One of the more widespread pieces of disinformation involves reports that voting results were manipulated in favor of Biden through election technology called "Hammer" and "Scorecard." CISA, however, threw cold water on such reports, saying there are numerous safeguards in election infrastructure to prevent manipulation of voting results. Krebs also shot down the so-called Hammer and Scorecard conspiracies, which have been repeated by some news outlets.
"I'm specifically referring to the Hammer and Scorecard nonsense. It's just that -- nonsense," Krebs said on Twitter. "This is not a real thing, don't fall for it and think 2x before you share."
Although voting has ceased, CISA's rumor control page will continue to update and address new disinformation. Other agencies and departments are also continuing their efforts to monitor for potential threats. "Our efforts did not end last night -- election defense is integrated into our everyday operations," the U.S. Cyber Command wrote on Twitter last week.
Election Day concerns
Although 2020 election security concerns have been anticipated and addressed since the 2016 election ended, Krebs said at this year's RSA Conference that he could not guarantee election security. One of the more serious early warnings came during Krebs' Black Hat USA session in August, in which he warned that ransomware attacks on local, state and city governments could disrupt voting on Election Day.
Krebs further noted that election-interfering ransomware could have an impact on infrastructure like pollbooks or voter registration databases. In general, ransomware activity has been consistently rising in recent years, including attacks on enterprises, municipalities and healthcare organizations. While there has been a significant amount of news related to ransomware in the last few months, it appears that, at least for the moment, ransomware did not make any notable disruption in the 2020 election.

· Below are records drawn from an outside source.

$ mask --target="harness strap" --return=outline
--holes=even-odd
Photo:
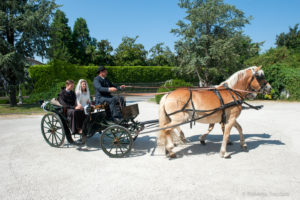
[[[191,100],[191,103],[192,103],[192,108],[193,108],[193,114],[192,114],[192,121],[194,121],[194,125],[196,124],[196,121],[194,120],[195,119],[195,106],[194,106],[194,102],[193,102],[193,92],[191,89],[190,90],[190,100]],[[190,123],[190,128],[192,128],[193,126],[193,122],[191,121]]]
[[[192,91],[190,90],[190,98],[187,100],[187,102],[183,105],[183,107],[180,109],[180,110],[177,110],[175,112],[172,112],[170,114],[167,113],[167,116],[169,117],[170,115],[174,115],[176,113],[179,113],[179,112],[183,112],[183,111],[186,111],[186,106],[189,104],[189,102],[192,100]],[[193,101],[192,101],[193,102]],[[194,103],[192,103],[192,105],[194,105]],[[194,107],[193,107],[194,108]]]
[[[213,92],[217,95],[218,99],[220,100],[220,104],[221,104],[221,109],[222,109],[222,119],[221,119],[221,123],[226,123],[226,114],[225,114],[225,108],[224,108],[224,101],[223,98],[219,92],[219,90],[217,90],[216,88],[213,89]]]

But the threat of ransomware was serious enough that the U.S. government, along with private sector companies, took preemptive action with the takedown of Trickbot. In October, Microsoft and several partners used legal action to seize the servers of the notorious botnet, which has been widely used to conduct ransomware attacks. In addition, Trickbot activity was disrupted by altered updates to systems with Trickbot that cut off communications with the botnet's command and control infrastructure; the disruption was reportedly the word of U.S. Cyber Command, though the U.S. government has not commented on those reports.
Although Trickbot activity appeared to bounce back at first, Microsoft later reported that they had taken down a vast majority of its operation. Trickbot has apparently infected more than one million devices across the globe since it was created in 2016, and while the complete identity of the entities operating Trickbot is unknown, the botnet is suspected to in part serve the interests of nation-state threat actors.
Disinformation campaigns have also been a major concern in lead up to this year's election. The most prominent example of disinformation waged by nation-states was disclosed in the October press conference led by U.S. Director of National Intelligence John Ratcliffe and FBI Director Christopher Wray. They revealed that both Russia and Iran had obtained voter information, and that Iranian hackers were posing as the far-right group Proud Boys to send threatening emails to voters demanding that they vote for President Trump "or else!"
CISA later confirmed that Iranian hackers successfully hacked into a voter registration database in at least one state. The hackers used the data to send voters the disinformation material. "The access of voter registration data appeared to involve the abuse of website misconfigurations and a scripted process using the cURL tool to iterate through voter records," CISA said in the advisory, though there was no indication the hackers had accessed or tampered with any voting machines or vote-counting systems.
SearchSecurity requested additional information from CISA, but the agency declined to comment.